Vraiment ? Petit blanc dans ma tête. Long tunnel sans Wi-Fi. Puis, boom ! La mémoire revient : moi, devant une vitrine kitsch, postillonnant ma critique du patriarcat au rayon souvenirs.

Je me gondole comme une touriste à Venise. Un éclat si net que même mes abdos en RTT se réveillent.

— Mais oui ! Suis-je bête ?!

En équilibre approximatif, je m’approche du groupe.

— Tu vois Leslie, vaut mieux qu’on laisse tomber…

— Laisser tomber ? Genre : ignorer la conjonction astrale au profit d’un coma sentimental ? Tragique et inefficace. On parle du plan parfait, là.

— C’est carrément du poker avec une boîte d’allumettes, ton truc, renchérit Nina.

— L’adrénaline, c’est gratuit, cocotte. Ton idée, c’était quoi déjà ? Que le destin cherche une place de parking ? En attendant, on lui fait faire des mandalas anti-stress ? On lui tricote un pull d’addiction ?

Depuis quand mes amis sont devenus des scénaristes de thriller existentiel ?

— Vous… vous complotez ? suspectè-je.

— Complot, non. On improvise, nuance Leslie avec ce rictus qui sent la catastrophe en préproduction.

— Sérieux, Leslie, regarde-la, insiste Nina de sa voix douce. Elle est pas prête.

— Pas prête à quoi ? demandè-je.

Personne ne fait cas. Formidable.

Les yeux étrécis, je cligne des paupières au ralenti.
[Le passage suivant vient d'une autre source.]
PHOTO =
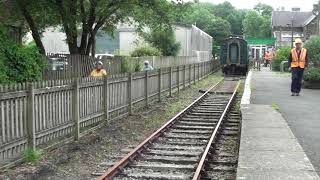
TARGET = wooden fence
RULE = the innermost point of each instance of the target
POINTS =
(38, 114)
(81, 66)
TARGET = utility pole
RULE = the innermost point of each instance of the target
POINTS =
(315, 11)
(292, 32)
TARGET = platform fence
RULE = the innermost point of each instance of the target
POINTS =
(39, 114)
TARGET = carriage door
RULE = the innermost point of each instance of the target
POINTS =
(234, 53)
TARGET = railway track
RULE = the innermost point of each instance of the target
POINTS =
(185, 146)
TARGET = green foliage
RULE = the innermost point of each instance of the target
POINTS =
(163, 38)
(281, 55)
(313, 46)
(263, 9)
(32, 156)
(312, 74)
(19, 63)
(256, 25)
(145, 51)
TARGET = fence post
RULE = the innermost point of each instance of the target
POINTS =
(184, 76)
(75, 109)
(30, 117)
(199, 71)
(129, 88)
(190, 68)
(194, 73)
(105, 98)
(178, 79)
(170, 81)
(159, 88)
(146, 87)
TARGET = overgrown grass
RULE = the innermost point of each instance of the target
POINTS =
(32, 156)
(275, 106)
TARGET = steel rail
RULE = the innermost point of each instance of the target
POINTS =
(213, 136)
(111, 172)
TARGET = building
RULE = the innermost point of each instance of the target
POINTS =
(193, 41)
(289, 25)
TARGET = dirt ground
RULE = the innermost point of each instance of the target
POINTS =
(80, 160)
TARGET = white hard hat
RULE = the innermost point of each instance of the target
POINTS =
(99, 63)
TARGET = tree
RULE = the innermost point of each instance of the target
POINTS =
(163, 38)
(256, 26)
(227, 12)
(263, 9)
(81, 19)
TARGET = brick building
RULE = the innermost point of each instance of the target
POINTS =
(302, 24)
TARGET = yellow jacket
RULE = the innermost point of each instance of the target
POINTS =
(101, 73)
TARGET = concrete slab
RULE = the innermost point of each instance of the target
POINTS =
(301, 113)
(268, 148)
(269, 144)
(270, 152)
(276, 175)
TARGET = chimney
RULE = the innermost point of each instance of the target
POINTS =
(295, 9)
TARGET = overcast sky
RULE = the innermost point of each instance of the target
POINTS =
(305, 5)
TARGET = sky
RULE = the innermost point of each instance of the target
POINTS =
(305, 5)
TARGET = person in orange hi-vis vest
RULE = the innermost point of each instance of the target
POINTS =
(267, 58)
(298, 61)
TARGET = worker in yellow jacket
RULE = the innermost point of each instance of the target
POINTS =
(298, 61)
(98, 71)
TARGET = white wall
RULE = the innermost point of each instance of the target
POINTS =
(183, 36)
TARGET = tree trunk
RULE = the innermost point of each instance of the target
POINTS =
(93, 48)
(32, 25)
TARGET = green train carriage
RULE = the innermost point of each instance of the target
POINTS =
(234, 57)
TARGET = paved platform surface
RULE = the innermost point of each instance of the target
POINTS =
(269, 149)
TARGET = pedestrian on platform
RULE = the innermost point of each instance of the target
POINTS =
(298, 61)
(147, 66)
(98, 71)
(267, 58)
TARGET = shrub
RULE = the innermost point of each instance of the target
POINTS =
(313, 46)
(164, 39)
(32, 156)
(312, 74)
(19, 63)
(145, 51)
(282, 54)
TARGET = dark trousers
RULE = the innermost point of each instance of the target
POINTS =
(297, 74)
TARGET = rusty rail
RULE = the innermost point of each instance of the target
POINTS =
(111, 172)
(213, 136)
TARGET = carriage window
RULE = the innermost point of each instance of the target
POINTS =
(234, 50)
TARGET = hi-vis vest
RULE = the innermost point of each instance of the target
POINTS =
(268, 56)
(301, 61)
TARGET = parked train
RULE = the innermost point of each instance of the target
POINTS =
(234, 57)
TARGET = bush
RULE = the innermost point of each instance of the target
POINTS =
(312, 74)
(282, 54)
(19, 63)
(145, 51)
(164, 39)
(313, 46)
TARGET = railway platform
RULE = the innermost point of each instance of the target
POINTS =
(270, 140)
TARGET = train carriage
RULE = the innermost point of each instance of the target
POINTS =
(234, 56)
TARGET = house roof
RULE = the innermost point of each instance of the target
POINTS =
(268, 41)
(283, 18)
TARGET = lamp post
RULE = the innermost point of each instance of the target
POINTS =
(291, 31)
(315, 11)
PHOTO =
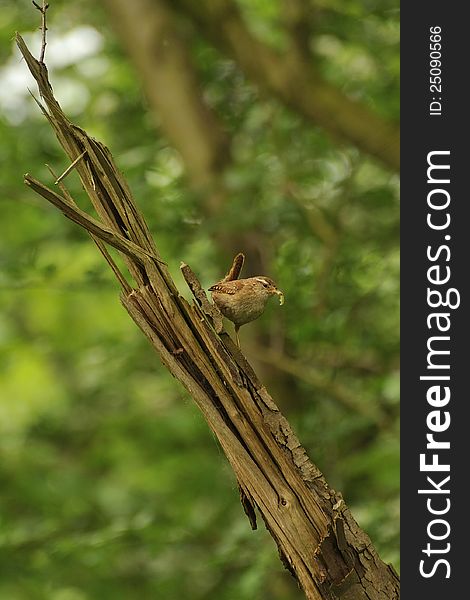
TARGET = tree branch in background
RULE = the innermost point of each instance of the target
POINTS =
(149, 31)
(294, 81)
(317, 537)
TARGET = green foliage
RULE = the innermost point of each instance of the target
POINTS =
(112, 485)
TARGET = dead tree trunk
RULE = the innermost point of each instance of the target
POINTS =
(318, 539)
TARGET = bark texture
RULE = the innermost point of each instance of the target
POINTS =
(317, 537)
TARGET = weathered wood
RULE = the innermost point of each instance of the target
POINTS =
(317, 537)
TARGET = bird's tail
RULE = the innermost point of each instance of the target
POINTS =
(236, 268)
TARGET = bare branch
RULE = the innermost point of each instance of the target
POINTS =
(42, 9)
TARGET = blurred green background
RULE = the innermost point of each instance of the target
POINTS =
(111, 485)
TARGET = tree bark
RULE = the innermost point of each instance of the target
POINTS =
(318, 539)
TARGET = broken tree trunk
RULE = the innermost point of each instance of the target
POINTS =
(318, 539)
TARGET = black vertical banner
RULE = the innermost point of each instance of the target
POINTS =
(435, 241)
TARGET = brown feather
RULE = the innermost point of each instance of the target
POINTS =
(236, 268)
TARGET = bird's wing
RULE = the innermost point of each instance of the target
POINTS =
(224, 287)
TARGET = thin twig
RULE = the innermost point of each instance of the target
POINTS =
(42, 9)
(69, 168)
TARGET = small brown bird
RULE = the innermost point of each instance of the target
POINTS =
(243, 300)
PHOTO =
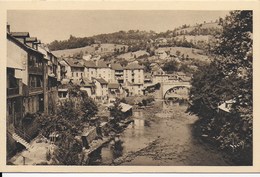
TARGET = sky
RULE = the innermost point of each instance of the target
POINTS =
(50, 25)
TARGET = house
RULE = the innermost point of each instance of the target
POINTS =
(134, 79)
(104, 71)
(88, 86)
(117, 72)
(76, 71)
(26, 85)
(63, 89)
(34, 83)
(90, 69)
(115, 90)
(101, 86)
(134, 73)
(52, 71)
(159, 75)
(148, 79)
(161, 54)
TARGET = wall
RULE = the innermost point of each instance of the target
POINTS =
(90, 72)
(105, 73)
(19, 56)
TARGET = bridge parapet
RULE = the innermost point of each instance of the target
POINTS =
(166, 86)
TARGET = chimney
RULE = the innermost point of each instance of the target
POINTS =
(8, 30)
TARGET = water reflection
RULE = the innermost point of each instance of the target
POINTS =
(134, 137)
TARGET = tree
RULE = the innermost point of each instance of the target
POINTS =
(171, 66)
(116, 111)
(71, 117)
(228, 77)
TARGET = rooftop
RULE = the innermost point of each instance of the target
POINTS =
(102, 64)
(31, 39)
(73, 62)
(89, 64)
(20, 34)
(116, 66)
(113, 85)
(133, 66)
(101, 80)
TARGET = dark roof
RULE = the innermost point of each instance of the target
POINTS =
(134, 66)
(116, 66)
(31, 39)
(74, 62)
(101, 80)
(22, 45)
(102, 64)
(20, 34)
(89, 64)
(85, 82)
(113, 86)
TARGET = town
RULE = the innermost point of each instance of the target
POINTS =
(72, 107)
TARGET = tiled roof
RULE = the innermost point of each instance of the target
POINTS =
(21, 44)
(89, 64)
(73, 62)
(116, 66)
(101, 80)
(102, 64)
(31, 39)
(86, 82)
(113, 86)
(20, 34)
(133, 66)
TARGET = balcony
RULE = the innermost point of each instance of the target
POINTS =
(12, 91)
(35, 90)
(119, 73)
(35, 70)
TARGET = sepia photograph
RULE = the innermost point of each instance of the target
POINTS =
(129, 87)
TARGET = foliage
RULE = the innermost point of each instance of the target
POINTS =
(68, 123)
(228, 77)
(116, 111)
(171, 66)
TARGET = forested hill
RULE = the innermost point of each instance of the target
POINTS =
(135, 39)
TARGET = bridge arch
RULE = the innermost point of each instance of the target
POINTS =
(175, 89)
(177, 92)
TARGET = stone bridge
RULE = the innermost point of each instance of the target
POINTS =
(174, 89)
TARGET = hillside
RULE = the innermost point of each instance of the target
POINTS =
(99, 49)
(71, 52)
(192, 53)
(191, 29)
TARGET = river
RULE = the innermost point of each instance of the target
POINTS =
(160, 135)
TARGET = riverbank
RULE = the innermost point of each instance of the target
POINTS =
(211, 143)
(162, 134)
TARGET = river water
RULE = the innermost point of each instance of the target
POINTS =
(160, 135)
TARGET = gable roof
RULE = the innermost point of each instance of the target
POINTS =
(133, 66)
(101, 80)
(22, 45)
(102, 64)
(85, 82)
(89, 64)
(73, 62)
(20, 34)
(113, 86)
(31, 39)
(116, 66)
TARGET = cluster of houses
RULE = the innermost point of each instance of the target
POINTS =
(37, 80)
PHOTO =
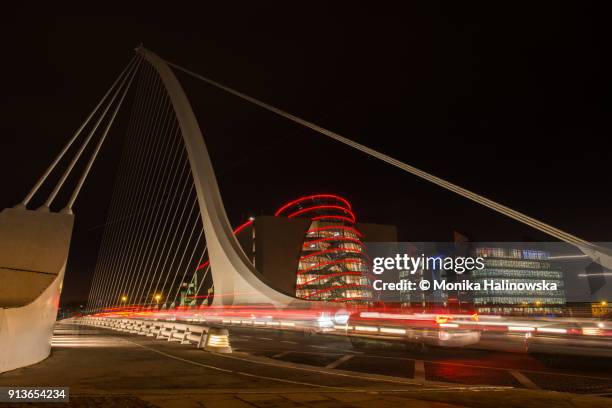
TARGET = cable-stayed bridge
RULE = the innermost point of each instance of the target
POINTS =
(167, 226)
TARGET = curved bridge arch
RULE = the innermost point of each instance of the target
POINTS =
(235, 279)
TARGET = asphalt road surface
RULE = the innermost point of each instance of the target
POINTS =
(555, 372)
(279, 369)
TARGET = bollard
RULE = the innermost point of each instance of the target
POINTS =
(217, 340)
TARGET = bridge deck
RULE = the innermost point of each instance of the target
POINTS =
(113, 369)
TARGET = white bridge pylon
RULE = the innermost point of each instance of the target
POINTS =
(235, 279)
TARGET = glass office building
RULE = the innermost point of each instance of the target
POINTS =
(515, 265)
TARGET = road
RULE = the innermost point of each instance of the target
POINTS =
(577, 374)
(268, 369)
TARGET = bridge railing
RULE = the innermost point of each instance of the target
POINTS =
(213, 339)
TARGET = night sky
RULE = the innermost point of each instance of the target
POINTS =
(512, 102)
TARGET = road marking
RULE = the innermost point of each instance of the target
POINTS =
(525, 382)
(419, 370)
(339, 361)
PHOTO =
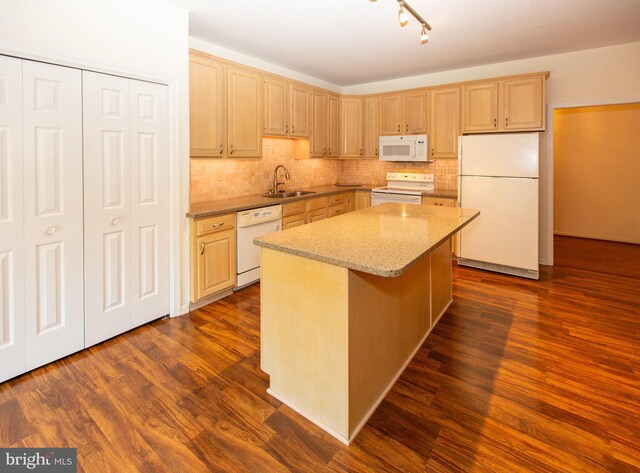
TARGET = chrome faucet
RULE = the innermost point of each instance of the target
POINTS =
(275, 178)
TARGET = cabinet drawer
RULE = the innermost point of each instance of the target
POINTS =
(317, 214)
(293, 221)
(336, 210)
(336, 199)
(294, 208)
(215, 224)
(440, 202)
(317, 203)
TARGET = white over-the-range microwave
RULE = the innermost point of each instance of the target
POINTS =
(412, 148)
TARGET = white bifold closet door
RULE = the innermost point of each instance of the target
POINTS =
(12, 344)
(125, 204)
(53, 239)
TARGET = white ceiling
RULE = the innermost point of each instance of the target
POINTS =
(350, 42)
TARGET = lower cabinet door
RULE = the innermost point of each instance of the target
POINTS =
(293, 221)
(216, 263)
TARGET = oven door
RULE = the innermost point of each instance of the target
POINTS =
(378, 198)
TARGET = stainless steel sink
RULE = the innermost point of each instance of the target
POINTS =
(283, 195)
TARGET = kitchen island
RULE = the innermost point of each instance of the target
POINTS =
(347, 302)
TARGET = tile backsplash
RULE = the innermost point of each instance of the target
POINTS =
(216, 179)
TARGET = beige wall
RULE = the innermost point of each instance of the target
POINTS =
(597, 172)
(215, 179)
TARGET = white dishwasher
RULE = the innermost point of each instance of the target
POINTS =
(251, 224)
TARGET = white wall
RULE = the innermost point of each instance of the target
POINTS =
(144, 39)
(231, 55)
(590, 77)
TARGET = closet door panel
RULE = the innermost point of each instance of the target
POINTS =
(52, 121)
(149, 202)
(12, 346)
(107, 206)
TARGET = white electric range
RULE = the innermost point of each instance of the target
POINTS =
(403, 188)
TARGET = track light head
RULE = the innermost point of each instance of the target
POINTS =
(403, 18)
(424, 37)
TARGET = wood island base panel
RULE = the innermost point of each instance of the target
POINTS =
(335, 337)
(335, 340)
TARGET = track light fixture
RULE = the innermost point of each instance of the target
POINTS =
(403, 18)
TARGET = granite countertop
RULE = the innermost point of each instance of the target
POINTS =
(237, 204)
(383, 240)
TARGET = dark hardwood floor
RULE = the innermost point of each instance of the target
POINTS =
(519, 375)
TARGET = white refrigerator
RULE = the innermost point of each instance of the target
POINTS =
(498, 175)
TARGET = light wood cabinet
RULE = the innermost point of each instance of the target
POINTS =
(403, 113)
(287, 108)
(213, 256)
(333, 125)
(244, 97)
(315, 215)
(444, 122)
(523, 103)
(370, 136)
(480, 107)
(319, 125)
(300, 111)
(225, 108)
(336, 210)
(513, 104)
(351, 127)
(324, 135)
(414, 112)
(293, 221)
(276, 104)
(207, 107)
(349, 201)
(390, 118)
(363, 199)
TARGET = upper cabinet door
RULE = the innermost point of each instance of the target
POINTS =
(370, 137)
(12, 314)
(480, 107)
(444, 122)
(390, 114)
(206, 107)
(333, 126)
(244, 113)
(276, 107)
(318, 136)
(523, 103)
(414, 112)
(53, 212)
(351, 130)
(300, 111)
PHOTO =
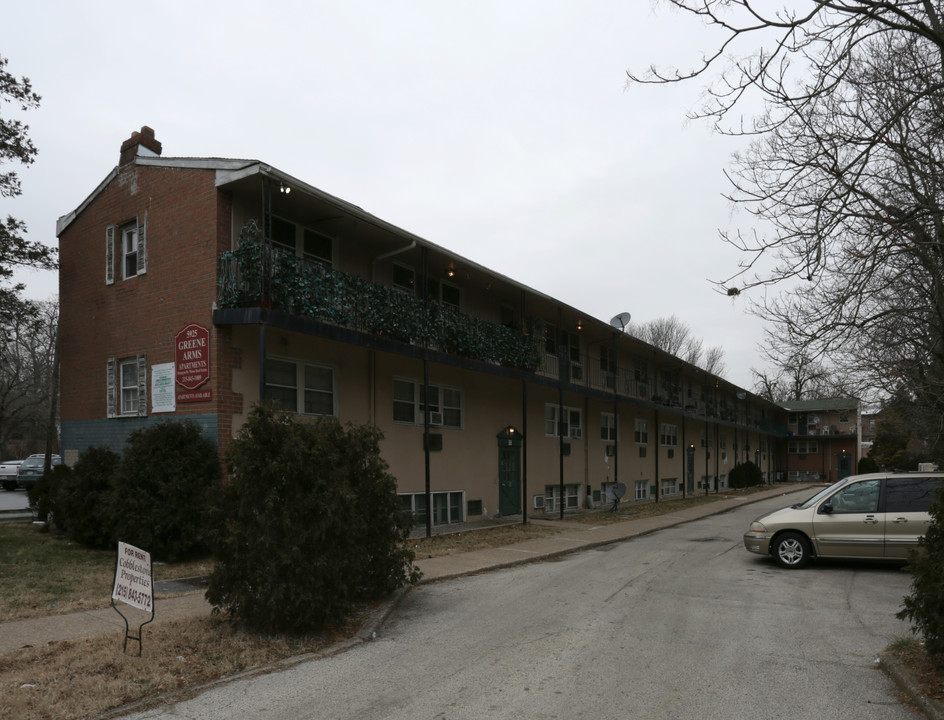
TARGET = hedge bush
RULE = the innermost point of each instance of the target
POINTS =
(43, 497)
(162, 490)
(309, 525)
(746, 474)
(83, 499)
(924, 606)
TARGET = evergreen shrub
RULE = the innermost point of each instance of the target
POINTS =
(43, 496)
(163, 486)
(746, 474)
(924, 606)
(309, 525)
(84, 498)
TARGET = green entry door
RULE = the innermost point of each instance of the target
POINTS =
(509, 472)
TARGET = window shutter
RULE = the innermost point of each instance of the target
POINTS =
(112, 387)
(142, 385)
(142, 245)
(110, 255)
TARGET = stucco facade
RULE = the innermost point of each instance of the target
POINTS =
(328, 310)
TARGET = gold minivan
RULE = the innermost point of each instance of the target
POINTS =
(877, 517)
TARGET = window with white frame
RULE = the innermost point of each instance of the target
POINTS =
(669, 434)
(404, 278)
(669, 487)
(571, 426)
(302, 242)
(127, 386)
(299, 387)
(552, 497)
(443, 292)
(447, 506)
(409, 404)
(126, 247)
(318, 247)
(608, 429)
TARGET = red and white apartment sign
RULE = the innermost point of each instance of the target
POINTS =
(192, 359)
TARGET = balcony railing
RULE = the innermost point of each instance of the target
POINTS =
(258, 275)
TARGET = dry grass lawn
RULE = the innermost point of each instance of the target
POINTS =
(41, 574)
(85, 678)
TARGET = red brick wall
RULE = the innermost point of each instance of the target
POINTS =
(188, 226)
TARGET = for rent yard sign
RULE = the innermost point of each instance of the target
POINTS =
(192, 346)
(133, 578)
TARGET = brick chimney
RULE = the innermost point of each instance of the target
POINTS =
(140, 143)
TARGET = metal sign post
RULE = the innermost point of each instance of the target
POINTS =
(134, 585)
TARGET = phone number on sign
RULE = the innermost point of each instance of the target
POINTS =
(134, 597)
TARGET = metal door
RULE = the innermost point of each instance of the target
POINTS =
(509, 480)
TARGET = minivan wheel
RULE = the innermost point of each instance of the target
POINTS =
(791, 550)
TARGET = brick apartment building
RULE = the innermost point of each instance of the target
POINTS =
(194, 287)
(824, 439)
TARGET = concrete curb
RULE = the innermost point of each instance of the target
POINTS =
(891, 666)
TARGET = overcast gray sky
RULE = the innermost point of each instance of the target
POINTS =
(502, 130)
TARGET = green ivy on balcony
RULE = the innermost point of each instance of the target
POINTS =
(256, 274)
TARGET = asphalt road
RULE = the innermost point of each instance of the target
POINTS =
(681, 624)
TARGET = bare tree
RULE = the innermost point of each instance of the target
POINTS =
(714, 361)
(26, 367)
(844, 176)
(673, 336)
(15, 146)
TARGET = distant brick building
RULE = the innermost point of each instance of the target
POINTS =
(196, 287)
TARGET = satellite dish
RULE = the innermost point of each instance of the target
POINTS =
(615, 491)
(621, 321)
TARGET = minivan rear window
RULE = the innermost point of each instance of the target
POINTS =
(904, 494)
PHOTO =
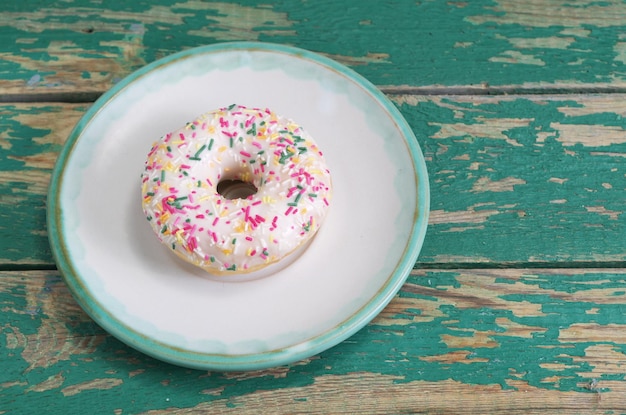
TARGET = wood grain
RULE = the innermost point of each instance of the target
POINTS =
(76, 45)
(461, 341)
(516, 304)
(547, 172)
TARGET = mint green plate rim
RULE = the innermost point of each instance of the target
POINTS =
(226, 362)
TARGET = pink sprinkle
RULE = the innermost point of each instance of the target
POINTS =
(192, 243)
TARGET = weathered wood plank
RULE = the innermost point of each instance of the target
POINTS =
(31, 137)
(78, 46)
(458, 341)
(548, 173)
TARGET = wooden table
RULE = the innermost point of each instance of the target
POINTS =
(517, 302)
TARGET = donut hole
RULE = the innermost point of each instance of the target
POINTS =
(236, 189)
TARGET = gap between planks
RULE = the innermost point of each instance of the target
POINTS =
(436, 90)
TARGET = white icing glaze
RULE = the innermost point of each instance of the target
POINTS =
(255, 146)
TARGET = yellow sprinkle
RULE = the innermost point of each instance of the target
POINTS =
(239, 228)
J’ai loupé une marche là, non ? Peut-être l’étage et sans doute tout l’immeuble. Cerveau, reviens de ton safari mental s’il te plait.

— Mais si voyons. Elle est prête… à sa manière. Son cortex a simplement un léger retard de courrier.

— Non, Leslie. Elle est en apesanteur. Et toi, tu veux lui coller des ailes ? Il se contentera de signaux brouillés ? Faudrait a minima qu’elle puisse parler clair et pas babiller en morse ! Elle est aussi prête qu’un croissant surgelé à affronter le… grille-pain.

Un grille-pain ? Je suis littéralement la pâte feuilletée de cette conversation. For-mi-dable. C’est officiel, j’ai été laminée. Prochaine étape : dégustation. Par qui, que, quoi ?

— Nina, rappelle-toi, elle a déjà sauté sans parachute — avec un parapluie troué qui plus est !

— Je suis là, je vous entends, rouspétè-je en redressant la colonne, tentant de décrypter ce sketch rien qu’avec mon alignement.

— Et on t’adore, Vic, répond Leslie, sourire de conspiratrice. Mais pour une fois, laisse les grandes manœuvres aux artistes.

Des grandes manœuvres ? Très rassurant. Quelque chose se trame. Je ressens un… frisson. Une légère panique. Ou une microdose d’excitation ? Possible. Probable. Les trois en simultané.

Silence. L’atmosphère se densifie, saturée d’un je-ne-sais-quoi d’électrique. Dans l’air flotte une connivence que je ne partage visiblement pas. Le top du top ! Moi j’ai un écran cathodique brouillé sous le nez, la Team Rocket du samedi soir, un satellite télépathique interconnecté. Leurs pupilles dansent le tango binaire, puis naissent encore des messes basses en ultra-rapide. J’attends le patch correctif, une note explicative, voire une mise à jour sociale express. Quelque chose m’échappe — tout, en fait.

— Allez Vic, on détale, édicte Leslie en claquant des doigts. Ton corps de sirène va enflammer la loge. Objectif : capter tous les yeux affamés du club. Après tout, c’est ton anniversaire, la scène est à toi !

Elle m’amarre par le coude et m’entraîne sans demander mon reste. Nina et Andrés concluent la procession, façon escorte en mission happening.

La transition avec l’extérieur ? Une gifle climatique. L’air frais du rooftop me lance un au revoir glacial, vite remplacé par un sauna enfumé à faire rôtir mes dernières appréhensions. Le bruit ? Un mur de décibels qui pulse comme un cœur sous stéroïdes.

Dans l’escalier en colimaçon — ou plutôt, la toupie anxiogène sponsorisée par mes pires craintes — je calcule chaque pas. L’ouragan Leslie trace en tête, carbure à l’énergie nucléaire. Moi, je scande intérieurement un SOS anti-gamelle. Si je finis la soirée sans me fouler la cheville, je dépose un cierge pour célébrer l’exploit.

J’intercepte au vol quelques bouts de leur babillage, mais, noyé sous la vibration assourdissante de la musique et mes neurones en apnée, autant essayer de déchiffrer un podcast en mandarin sous l’eau. Leur laïus pue la confrérie obscure et les manigances sous cape.

— Vas-y cash Dré, full hétéro crédible. Pas de demi-mesure, l’illusion doit être béton, coordonne Leslie en larguant un clin d’œil à Andrés.

Ils jouent gros, mais sur quoi ?

— Je trouve pas ça très malin, râle encore Nina dans mon dos.

— Fais leur confiance, répond Andrés. Leslie a tapé dans le mille, il va percuter. On parle de Victoria : faudrait être miro pour passer à côté.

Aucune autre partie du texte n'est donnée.